Secondo i media australiani, le famiglie avrebbero implorato alcune giocatrici di non rientrare, lanciando appelli disperati: “Se tornate vi uccideranno”. L’emittente Abc Australia cita in particolare un messaggio vocale inviato dalla madre di una delle calciatrici e ascoltato da diversi attivisti della comunità iraniano-australiana. Nell’audio la donna supplica la figlia di restare all’estero: “Non tornare… ti uccideranno”. L’attivista iraniano-australiana Deniz Toupchi, che segue il caso e durante le partite della nazionale sugli spalti esponeva la bandiera con Sole e Leone – simbolo associato alla monarchia degli Shah – ha raccontato che la giocatrice aveva inizialmente deciso di rimanere in Australia, salvo poi cambiare idea all’ultimo momento durante il transito all’aeroporto di Sydney. La decisione sarebbe stata presa per paura delle possibili ritorsioni contro i familiari rimasti in Iran.
“Ci sono stati pesanti vincoli finanziari, minacce contro le famiglie e avvertimenti che i parenti avrebbero potuto essere presi di fatto in ostaggio”, è stato raccontato. Le atlete sarebbero ora “estremamente ansiose, preoccupate ed esauste”, e la loro principale preoccupazione resta proprio la sorte dei familiari rimasti in Iran. Alcune di loro avrebbero deciso di tornare proprio per proteggere i propri cari, mentre altre hanno scelto di tentare una strada diversa chiedendo protezione all’estero. La risposta delle autorità iraniane non si è fatta attendere. L’ufficio del procuratore generale della Repubblica islamica ha invitato pubblicamente le giocatrici rimaste in Australia a rientrare “per alleviare la preoccupazione delle loro famiglie”, definendo le richieste di asilo il risultato di una “cospirazione nemica”. Anche il presidente della Federazione calcistica iraniana, Mehdi Taj, ha accusato l’Australia di pressioni politiche, sostenendo che le giocatrici sarebbero state spinte a chiedere asilo dalle autorità locali.

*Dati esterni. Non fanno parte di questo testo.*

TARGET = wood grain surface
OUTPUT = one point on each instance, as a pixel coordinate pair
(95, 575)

Il ministro australiano degli Interni Tony Burke ha respinto le accuse, spiegando che i membri della delegazione sono stati semplicemente intervistati individualmente all’aeroporto di Sydney, senza accompagnatori, e messi di fronte a una scelta libera: restare o partire. In un messaggio su Truth Trump ha scritto che alcune giocatrici hanno deciso di tornare a casa e di non accettare il visto australiano perché preoccupate per la sicurezza delle loro famiglie. Sulla televisione di Stato iraniana alcune di loro sono state accusate apertamente, con il rischio – secondo fonti dell’opposizione – di sanzioni che potrebbero andare da lunghe detenzioni fino alla pena di morte. In precedenza il presidente americano aveva esortato l’Australia ad aiutare le calciatrici, e aveva detto che le avrebbe accolte gli Stati Uniti se l’Australia non si fosse mossa per farlo. Tra Albanese e Trump c’è stata anche una telefonata proprio per discutere della situazione delle atlete.
Riguardo alle sei persone rimaste in Australia, Burke ha affermato che “presto inizierà la procedura per il loro passaggio a quello che viene definito status di risoluzione, ovvero un visto permanente”. “Dopo tutto quello che queste persone hanno passato, non ho alcuna intenzione di costringerle a lottare in tribunale per ottenere lo status di residenti permanenti in Australia”, ha aggiunto. Il ministro ha inoltre precisato che non sono stati concessi visti temporanei per il torneo a membri del Corpo delle Guardie Rivoluzionarie Islamiche (Irgc). “Ottenere un visto temporaneo non significa essere una persona eccezionale – ha spiegato Burke – Ci sono alcune persone che hanno lasciato l’Australia e sono contento che non siano più qui”.